I abolished the expectation of loving my body, or even tolerating it, and began to nourish it despite the disgust that I felt when I saw my reflection. My motto became, I would rather hate my body at home than hate it just the same in a hospital bed. Because, the truth is, at that point, the possibility of feeling at home in my body was unconvincing. My first step toward living a life that was so much more than the hell that anorexia brings was this very realization. It wasn’t a light bulb moment where I suddenly changed my perspective and threw my eating disorder to the wind. My journey toward food freedom was a series of brutal choices, of moments where I so badly wanted to throw in the towel and allow anorexia to call the shots. My recovery is a constant streak of just doing the next right thing and the next right thing again.

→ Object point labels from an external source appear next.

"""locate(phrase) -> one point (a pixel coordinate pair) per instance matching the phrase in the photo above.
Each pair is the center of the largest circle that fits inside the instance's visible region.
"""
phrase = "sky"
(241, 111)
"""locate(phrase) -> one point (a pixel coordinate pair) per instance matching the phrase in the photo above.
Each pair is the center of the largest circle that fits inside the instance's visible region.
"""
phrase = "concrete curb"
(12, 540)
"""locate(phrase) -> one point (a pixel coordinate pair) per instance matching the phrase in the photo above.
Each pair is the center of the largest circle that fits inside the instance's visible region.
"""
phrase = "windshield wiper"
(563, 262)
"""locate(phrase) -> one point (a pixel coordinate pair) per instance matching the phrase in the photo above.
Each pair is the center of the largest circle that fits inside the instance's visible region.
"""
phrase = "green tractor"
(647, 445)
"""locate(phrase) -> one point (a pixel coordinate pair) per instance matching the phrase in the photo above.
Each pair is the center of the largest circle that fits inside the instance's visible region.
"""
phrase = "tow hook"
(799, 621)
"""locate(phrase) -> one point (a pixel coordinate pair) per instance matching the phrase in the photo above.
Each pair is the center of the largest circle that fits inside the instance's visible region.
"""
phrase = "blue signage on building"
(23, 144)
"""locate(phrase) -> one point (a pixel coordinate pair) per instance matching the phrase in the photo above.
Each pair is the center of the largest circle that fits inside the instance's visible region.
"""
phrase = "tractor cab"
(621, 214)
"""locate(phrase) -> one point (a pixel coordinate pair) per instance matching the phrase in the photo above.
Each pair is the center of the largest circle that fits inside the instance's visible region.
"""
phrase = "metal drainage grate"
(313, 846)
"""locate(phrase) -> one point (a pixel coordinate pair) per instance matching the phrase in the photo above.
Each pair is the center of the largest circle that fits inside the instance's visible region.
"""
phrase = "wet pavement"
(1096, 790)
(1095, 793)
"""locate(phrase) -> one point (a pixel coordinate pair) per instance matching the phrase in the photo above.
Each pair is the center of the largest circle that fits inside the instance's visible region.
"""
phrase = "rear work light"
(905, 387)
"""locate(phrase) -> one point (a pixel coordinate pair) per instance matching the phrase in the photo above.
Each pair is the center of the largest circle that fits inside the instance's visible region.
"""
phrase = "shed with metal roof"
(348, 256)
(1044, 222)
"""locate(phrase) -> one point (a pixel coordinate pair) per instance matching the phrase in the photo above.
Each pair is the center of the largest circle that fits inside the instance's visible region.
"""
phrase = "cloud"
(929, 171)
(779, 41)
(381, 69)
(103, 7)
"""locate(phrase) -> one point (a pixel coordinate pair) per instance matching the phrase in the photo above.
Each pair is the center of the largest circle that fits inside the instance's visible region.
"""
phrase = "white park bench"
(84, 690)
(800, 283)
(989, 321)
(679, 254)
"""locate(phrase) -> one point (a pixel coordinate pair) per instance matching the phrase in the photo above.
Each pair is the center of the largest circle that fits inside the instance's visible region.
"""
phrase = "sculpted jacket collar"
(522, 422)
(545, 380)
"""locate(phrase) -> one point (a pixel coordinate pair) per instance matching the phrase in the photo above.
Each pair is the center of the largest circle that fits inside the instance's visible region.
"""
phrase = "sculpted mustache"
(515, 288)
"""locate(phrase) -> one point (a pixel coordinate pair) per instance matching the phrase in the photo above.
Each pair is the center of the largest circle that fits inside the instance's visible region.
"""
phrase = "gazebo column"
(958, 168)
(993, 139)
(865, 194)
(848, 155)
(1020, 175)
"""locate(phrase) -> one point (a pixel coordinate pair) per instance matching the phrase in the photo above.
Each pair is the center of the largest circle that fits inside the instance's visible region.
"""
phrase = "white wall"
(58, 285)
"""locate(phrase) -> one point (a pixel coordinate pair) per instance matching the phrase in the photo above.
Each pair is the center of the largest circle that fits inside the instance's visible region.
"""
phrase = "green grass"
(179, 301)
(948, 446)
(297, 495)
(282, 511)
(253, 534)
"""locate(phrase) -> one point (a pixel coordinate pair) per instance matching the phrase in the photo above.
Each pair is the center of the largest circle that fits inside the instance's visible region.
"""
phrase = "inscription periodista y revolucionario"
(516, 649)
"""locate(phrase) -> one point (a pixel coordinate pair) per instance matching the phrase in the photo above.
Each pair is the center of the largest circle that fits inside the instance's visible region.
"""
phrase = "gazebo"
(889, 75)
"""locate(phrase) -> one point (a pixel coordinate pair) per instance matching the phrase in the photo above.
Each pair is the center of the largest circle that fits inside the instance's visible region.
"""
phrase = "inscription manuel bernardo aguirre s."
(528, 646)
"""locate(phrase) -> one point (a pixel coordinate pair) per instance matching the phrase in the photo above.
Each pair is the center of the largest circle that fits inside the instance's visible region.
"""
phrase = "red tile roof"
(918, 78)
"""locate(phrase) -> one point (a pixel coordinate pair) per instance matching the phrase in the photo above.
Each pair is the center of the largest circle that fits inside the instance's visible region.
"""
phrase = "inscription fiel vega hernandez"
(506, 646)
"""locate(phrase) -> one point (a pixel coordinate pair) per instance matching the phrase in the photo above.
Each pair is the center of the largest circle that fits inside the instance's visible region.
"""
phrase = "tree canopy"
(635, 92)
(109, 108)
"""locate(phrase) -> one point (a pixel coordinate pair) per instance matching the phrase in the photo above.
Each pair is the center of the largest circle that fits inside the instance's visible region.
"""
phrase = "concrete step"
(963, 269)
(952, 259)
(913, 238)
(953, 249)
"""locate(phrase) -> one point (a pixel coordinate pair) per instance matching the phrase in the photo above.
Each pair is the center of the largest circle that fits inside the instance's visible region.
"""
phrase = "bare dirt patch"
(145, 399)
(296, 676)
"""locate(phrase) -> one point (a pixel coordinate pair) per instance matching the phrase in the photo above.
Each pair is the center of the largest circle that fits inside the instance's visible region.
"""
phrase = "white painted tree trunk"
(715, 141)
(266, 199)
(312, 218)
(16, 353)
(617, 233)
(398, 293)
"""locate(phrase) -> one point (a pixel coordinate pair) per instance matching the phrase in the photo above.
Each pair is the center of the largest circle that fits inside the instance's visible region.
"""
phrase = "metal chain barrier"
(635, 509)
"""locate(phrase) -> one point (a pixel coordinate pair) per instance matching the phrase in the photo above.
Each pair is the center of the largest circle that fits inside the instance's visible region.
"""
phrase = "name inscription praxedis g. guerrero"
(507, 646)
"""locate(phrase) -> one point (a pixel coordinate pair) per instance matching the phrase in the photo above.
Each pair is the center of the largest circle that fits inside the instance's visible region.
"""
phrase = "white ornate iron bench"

My story will never be a fairytale of sudden and complete transformation; it is a testament to the power of discipline and resilience of the human spirit. Eating disorders have a way of convincing us that recovery is impossible or that recovery is unattainable for us. But choosing to prioritize our physical and emotional needs over the endless rules and restrictions planted in our minds by the eating disorder or diet culture in general, means making tough choices and taking tiny baby steps towards a better future even when we don’t feel motivated or inspired. It means recognizing that we can nourish and care for our bodies even if we don’t like them. Motivation is not the prerequisite for starting; what’s important is taking one step at a time, doing the next right thing, and repeating this process until we learn to quit counting calories and begin counting memories instead.